Turkey was informed of Mr. Trump’s decision, according to an American official who spoke on the condition of anonymity because he was discussing private diplomatic communications.
The Turkish government had no immediate reaction, with officials declining to comment before Mr. Erdogan’s office did.
But the move was likely to anger Mr. Erdogan, who has been pressing the United States to lessen its support for the Syrian Kurds, which the United States considers its most reliable partner against the Islamic State but which Turkey views as terrorists allied with a Kurdish insurgency in Turkey.
While the Kurds are combat-hardened fighters, American officials have said that they will need antitank missiles, heavy machine guns, mortars and armored vehicles to take on Islamic State fighters in Raqqa, who are well equipped and have fortified their positions.
It is not clear how the Trump administration plans to avoid a backlash from Turkey. But American military officials have previously suggested that the United States might provide the Kurdish fighters with just enough weapons to take Raqqa while restricting the supply of arms and ammunition they would receive after that operation ends.
“We would be transparent with them,” Gen. Joseph L. Votel, the commander of the United States Central Command, said of the Turks during a visit to Syria in February. “We could meter things like ammunition.”
Dana W. White, the chief Pentagon spokeswoman, announced the decision in a statement on Tuesday.
“We are keenly aware of the security concerns of our coalition partner Turkey,” Ms. White said. “We want to reassure the people and government of Turkey that the U.S. is committed to preventing additional security risks and protecting our NATO ally.”
In some ways, the announcement formalizes what had already been in practice. The United States has long been working with the Y.P.G., or People’s Protection Units, under the umbrella of the Syrian Democratic Forces.

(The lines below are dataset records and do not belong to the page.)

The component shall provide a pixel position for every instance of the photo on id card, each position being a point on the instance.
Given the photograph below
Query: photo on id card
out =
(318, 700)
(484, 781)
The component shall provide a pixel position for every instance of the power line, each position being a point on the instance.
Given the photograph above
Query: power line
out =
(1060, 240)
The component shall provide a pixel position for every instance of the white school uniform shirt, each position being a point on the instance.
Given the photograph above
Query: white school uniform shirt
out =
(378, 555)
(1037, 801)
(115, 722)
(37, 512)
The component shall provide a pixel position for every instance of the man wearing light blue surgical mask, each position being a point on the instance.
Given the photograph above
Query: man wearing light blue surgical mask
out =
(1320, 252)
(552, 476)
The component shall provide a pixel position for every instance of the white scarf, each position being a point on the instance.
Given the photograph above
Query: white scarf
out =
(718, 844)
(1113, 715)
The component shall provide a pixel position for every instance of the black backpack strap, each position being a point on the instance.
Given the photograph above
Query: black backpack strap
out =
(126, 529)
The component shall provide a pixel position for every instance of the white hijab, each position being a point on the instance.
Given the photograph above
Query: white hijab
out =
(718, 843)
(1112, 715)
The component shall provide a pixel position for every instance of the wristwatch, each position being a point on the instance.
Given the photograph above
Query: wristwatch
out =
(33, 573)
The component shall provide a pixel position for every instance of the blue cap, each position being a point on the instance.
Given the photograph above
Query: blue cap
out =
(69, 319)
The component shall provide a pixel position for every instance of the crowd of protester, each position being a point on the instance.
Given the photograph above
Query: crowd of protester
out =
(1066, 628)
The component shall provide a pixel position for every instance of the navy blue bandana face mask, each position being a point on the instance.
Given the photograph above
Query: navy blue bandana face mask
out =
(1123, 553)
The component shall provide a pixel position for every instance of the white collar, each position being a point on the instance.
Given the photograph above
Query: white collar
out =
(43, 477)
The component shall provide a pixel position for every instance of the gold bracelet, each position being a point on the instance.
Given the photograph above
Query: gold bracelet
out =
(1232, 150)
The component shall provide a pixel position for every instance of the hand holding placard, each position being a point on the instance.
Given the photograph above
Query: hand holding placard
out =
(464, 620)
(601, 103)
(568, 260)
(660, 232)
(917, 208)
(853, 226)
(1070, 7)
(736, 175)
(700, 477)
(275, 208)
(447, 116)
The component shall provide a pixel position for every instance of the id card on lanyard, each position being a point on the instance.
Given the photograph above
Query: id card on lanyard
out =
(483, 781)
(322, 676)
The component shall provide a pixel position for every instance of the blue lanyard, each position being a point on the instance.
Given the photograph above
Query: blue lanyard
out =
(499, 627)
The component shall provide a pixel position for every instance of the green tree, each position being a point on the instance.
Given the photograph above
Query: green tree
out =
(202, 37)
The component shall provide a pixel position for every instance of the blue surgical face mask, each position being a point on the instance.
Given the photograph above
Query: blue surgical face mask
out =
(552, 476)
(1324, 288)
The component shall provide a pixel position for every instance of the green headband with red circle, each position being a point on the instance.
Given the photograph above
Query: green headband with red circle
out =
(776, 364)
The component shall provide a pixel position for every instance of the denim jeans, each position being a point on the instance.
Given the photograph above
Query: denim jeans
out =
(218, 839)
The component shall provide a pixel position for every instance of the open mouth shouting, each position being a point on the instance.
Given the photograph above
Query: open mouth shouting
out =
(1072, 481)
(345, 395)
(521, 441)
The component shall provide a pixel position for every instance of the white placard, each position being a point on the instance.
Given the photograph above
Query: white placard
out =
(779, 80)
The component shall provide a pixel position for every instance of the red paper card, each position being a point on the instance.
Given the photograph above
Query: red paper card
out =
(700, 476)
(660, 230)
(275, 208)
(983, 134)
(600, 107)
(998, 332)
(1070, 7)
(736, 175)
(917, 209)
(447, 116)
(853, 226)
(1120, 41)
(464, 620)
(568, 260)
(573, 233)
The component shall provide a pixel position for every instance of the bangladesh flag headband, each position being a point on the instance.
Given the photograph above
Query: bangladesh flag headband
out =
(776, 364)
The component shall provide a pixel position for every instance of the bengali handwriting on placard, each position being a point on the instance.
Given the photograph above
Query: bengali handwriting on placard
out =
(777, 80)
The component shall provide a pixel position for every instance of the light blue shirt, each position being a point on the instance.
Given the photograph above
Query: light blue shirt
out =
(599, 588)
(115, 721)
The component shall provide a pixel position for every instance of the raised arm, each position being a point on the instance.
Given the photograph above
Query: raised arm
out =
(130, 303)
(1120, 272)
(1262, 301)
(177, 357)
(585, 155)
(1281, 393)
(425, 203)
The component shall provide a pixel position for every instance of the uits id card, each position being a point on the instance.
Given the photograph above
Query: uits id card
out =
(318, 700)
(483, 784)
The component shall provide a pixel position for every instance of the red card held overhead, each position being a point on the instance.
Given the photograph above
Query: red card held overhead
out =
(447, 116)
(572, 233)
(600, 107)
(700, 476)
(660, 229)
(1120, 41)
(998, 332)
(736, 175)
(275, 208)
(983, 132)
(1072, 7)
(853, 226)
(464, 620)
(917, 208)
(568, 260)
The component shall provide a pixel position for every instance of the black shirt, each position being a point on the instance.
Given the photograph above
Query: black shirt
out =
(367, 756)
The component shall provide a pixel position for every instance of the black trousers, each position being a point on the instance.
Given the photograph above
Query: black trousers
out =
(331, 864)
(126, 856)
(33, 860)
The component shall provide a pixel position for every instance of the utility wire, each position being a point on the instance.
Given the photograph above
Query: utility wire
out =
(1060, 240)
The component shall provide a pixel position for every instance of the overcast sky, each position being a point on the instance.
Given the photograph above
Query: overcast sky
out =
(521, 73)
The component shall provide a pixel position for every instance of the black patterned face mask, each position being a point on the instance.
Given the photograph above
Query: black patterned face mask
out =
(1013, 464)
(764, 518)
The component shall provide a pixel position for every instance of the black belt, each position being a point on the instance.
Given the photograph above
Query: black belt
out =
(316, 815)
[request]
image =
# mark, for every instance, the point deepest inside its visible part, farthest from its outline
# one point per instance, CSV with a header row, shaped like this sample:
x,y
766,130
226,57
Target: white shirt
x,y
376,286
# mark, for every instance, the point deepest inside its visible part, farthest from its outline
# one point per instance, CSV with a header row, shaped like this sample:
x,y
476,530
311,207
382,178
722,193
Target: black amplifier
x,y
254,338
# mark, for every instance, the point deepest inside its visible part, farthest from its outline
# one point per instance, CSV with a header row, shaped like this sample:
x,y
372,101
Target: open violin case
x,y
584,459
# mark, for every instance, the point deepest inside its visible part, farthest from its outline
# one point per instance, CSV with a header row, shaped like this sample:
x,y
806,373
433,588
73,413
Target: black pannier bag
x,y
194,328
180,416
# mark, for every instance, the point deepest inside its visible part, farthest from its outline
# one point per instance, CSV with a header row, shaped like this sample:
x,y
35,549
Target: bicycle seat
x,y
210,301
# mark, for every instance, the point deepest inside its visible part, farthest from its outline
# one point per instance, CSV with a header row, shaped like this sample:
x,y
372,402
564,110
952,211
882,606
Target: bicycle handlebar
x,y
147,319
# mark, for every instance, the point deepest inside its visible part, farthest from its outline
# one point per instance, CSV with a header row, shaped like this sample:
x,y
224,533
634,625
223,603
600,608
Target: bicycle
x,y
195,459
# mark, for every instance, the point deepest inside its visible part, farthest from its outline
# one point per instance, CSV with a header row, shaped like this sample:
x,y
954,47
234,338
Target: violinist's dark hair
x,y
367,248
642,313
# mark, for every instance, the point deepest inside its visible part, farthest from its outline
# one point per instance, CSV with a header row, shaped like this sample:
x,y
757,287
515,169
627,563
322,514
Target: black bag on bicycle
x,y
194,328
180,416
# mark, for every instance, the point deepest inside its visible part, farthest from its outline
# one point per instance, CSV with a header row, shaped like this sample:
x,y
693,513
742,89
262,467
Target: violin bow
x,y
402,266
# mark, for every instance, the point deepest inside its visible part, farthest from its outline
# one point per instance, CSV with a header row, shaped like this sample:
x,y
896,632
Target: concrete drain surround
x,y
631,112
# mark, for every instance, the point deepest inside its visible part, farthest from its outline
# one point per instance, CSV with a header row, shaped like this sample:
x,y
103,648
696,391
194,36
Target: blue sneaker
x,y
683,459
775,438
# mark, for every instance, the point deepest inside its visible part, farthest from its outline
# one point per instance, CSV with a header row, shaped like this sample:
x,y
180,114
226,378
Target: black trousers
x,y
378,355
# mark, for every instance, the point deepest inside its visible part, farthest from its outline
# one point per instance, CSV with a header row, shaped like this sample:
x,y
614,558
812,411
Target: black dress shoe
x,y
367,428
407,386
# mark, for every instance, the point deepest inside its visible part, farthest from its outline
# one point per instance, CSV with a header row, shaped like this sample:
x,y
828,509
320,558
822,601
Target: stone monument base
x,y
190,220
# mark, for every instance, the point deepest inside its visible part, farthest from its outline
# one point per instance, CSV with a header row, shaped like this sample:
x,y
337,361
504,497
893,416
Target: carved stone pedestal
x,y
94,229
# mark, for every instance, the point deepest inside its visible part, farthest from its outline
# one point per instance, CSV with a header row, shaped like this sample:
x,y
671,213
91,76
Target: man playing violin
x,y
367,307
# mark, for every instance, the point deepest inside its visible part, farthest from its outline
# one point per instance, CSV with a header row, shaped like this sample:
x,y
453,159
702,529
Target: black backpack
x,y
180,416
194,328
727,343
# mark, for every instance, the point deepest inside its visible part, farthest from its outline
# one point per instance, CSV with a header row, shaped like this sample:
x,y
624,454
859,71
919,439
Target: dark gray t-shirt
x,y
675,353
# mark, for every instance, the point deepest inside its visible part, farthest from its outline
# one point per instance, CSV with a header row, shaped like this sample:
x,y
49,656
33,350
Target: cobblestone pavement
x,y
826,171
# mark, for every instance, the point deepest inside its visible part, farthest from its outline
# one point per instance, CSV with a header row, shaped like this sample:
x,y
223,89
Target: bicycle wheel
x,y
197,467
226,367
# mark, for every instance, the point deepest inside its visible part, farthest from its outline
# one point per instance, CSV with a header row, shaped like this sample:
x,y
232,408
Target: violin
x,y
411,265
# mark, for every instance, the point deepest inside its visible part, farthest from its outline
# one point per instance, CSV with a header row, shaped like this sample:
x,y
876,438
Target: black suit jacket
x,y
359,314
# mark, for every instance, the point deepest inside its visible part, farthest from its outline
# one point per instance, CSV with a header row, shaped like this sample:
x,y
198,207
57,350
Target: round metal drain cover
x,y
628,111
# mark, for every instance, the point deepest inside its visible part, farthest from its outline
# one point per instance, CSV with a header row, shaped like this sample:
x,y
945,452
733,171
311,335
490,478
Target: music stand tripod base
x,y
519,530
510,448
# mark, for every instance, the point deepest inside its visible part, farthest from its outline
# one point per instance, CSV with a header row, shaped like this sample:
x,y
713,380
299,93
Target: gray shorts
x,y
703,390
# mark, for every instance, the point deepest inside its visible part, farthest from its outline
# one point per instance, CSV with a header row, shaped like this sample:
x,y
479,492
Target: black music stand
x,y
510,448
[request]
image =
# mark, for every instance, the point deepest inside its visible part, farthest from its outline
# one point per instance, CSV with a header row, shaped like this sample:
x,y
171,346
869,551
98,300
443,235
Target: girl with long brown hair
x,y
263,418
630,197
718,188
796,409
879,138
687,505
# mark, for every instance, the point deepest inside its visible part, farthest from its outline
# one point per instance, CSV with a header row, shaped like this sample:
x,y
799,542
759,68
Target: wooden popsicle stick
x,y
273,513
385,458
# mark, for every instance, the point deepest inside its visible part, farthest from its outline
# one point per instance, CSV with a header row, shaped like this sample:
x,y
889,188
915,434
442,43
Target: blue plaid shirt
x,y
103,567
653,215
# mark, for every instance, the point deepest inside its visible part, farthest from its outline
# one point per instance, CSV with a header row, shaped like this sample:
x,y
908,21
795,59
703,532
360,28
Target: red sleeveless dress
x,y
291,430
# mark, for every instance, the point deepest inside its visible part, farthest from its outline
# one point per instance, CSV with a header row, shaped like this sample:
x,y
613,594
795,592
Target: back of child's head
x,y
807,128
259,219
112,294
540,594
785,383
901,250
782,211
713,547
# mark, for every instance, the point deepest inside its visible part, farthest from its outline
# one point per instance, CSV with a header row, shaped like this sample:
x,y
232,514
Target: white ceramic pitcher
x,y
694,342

The Pentagon has always emphasized that the S.D.F. includes Arab fighters — and has played down the notion that the United States is working directly with the Y.P.G. — but in reality, the Y.P.G. is believed by both its supporters and its critics to be the dominant force in the S.D.F., providing the most experienced and cohesive fighters.
Still, it is a big step for the American military to be more open and formal about supporting a group with ties to the P.K.K., the militant group driving Turkey’s Kurdish insurgency.
Notably, the Pentagon statement did not list the Y.P.G. by name.
Syria analysts, as well as current and former senior American officials, said Mr. Trump’s decision was not surprising given the military’s insistence on arming the Kurds for the impending battle for Raqqa, but they warned it could damage broader relations with Turkey.
“This decision was probably necessary if the coalition to defeat the Islamic State was to take Raqqa without huge numbers of U.S. troops being directly involved,” said Andrew Exum, a former Army Ranger and top Pentagon official for Middle East policy. “But this decision — to arm a group closely associated with a foreign terrorist organization, and one that has waged a decades-long insurgency against the Turkish state — will likely reverberate through U.S. relations with Turkey for decades to come.”